When it comes to directly comparing who had the better high school career, though, that is a different proposition all together. According to Blodgett, it is one that cannot be made.

“Sometimes people are often quick to compare in that sort of thing and I think that’s really unfair to the young people,” Blodgett said. “I’m ancient. I’m over 20 years removed from high school. The game has changed a lot in terms of kids are playing AAU basketball and playing 80 to 100 games a year. It’s different.”

While Blodgett disagrees with comparing players from one generation to another, she said she does see resemblances in Irving’s approach to the game to her own.

“Young people today play for a variety of different reasons,” Blodgett said. “Sometimes it’s peer pressure, sometimes it’s pressure from home, sometimes it’s wanting to get a scholarship to play at the next level. All of those reasons are fine and fair game, but there are only a handful of players that play for the pure joy of it. When Nia plays, you can tell she loves it.”

Cooper recalled seeing that same passion in Blodgett when he coached her. He spoke of how countless hours of dribble moves and jumpers in her driveway as an adolescent were never a chore, but rather a complete joy.

“(Nia and I) both really enjoy playing the game,” Blodgett said. “I know Nia loves the game and she loves being on the court with her teammates. She is very coachable, so in that regard I’m definitely drawn to her game because of that.”

In both cases, Blodgett and Irving were each attracted to basketball at an early age.

Irving recalled in an interview Monday how she first got hooked on the game as a 3-year-old taking shots on a child-sized hoop at her home, and how that passion grew as she watched her older sisters, Brogan and Taija Liberty, play for Lawrence through the mid- to late-2000s.

When she finally arrived at high school, Irving played varsity field hockey in the fall and junior varsity softball in the spring. After a second season of field hockey as a sophomore, she decided to focus solely on basketball.

That May she suffered a setback when she tore her ACL and meniscus, but she recovered enough by the winter of her junior year to still lead Lawrence to its first state championship since Blodgett’s final title run in 1994. Last June she verbally committed to Boston University — where Blodgett is an assistant coach — and made it official in November.

“She’s been a really great mentor on the court and off the court,” Irving said of Blodgett. “She’s helped me so far with the whole recruiting process, and I know in the future it’s going to be good to have her help me with the transition from high school to college in both academics and athletics.”
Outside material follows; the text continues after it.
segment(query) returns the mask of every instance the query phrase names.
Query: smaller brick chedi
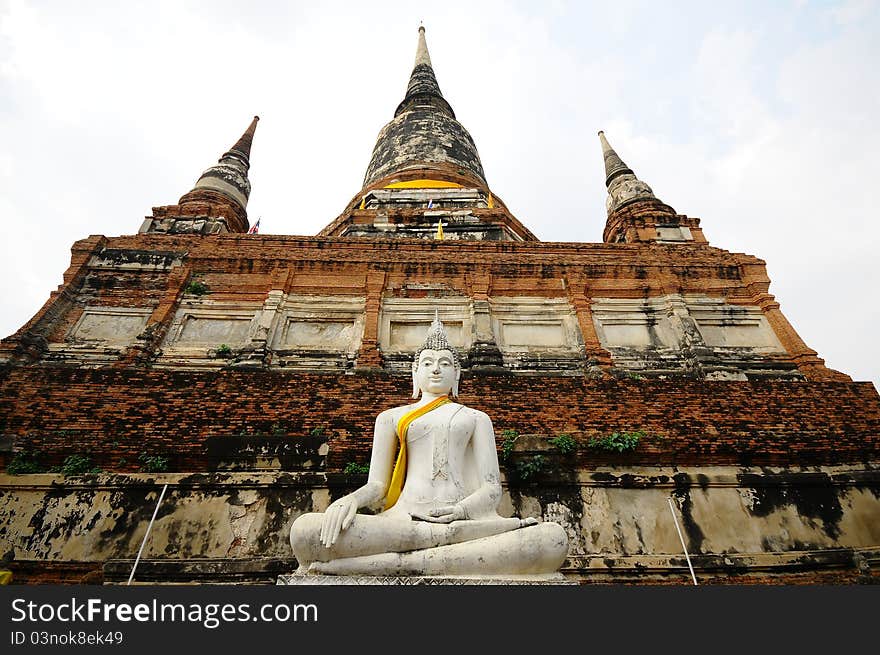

Irving admitted that she has reminisced at times about her high school career in anticipation of Saturday’s contest. She has thought about how far she and a number of her teammates have come since first playing together as fourth graders, as well as the collective legacy they hope to leave behind at Lawrence.

“I’m hoping I just leave behind a winning legacy to Lawrence girls basketball, and that everything my teammates and I have done has helped paved the way for future success for the years to follow,” Irving said. “I’m just hoping to bring back the winning tradition for Lawrence girls basketball.”

Whether Irving hoists her second Gold Ball trophy or is forced to look on as players from York celebrate as she and her teammates did last winter, that legacy seems to be set.

“She’s probably one of the hardest working kids that I’ve seen and she’s only gotten better,” Donato said. “Taking her game to college she’ll get even better than that because she’s just a hard worker and she’s a basketball junkie. She lives, eats and sleeps basketball, but she’s also a great team player.

“…Nia is the best basketball player I’ve ever had.”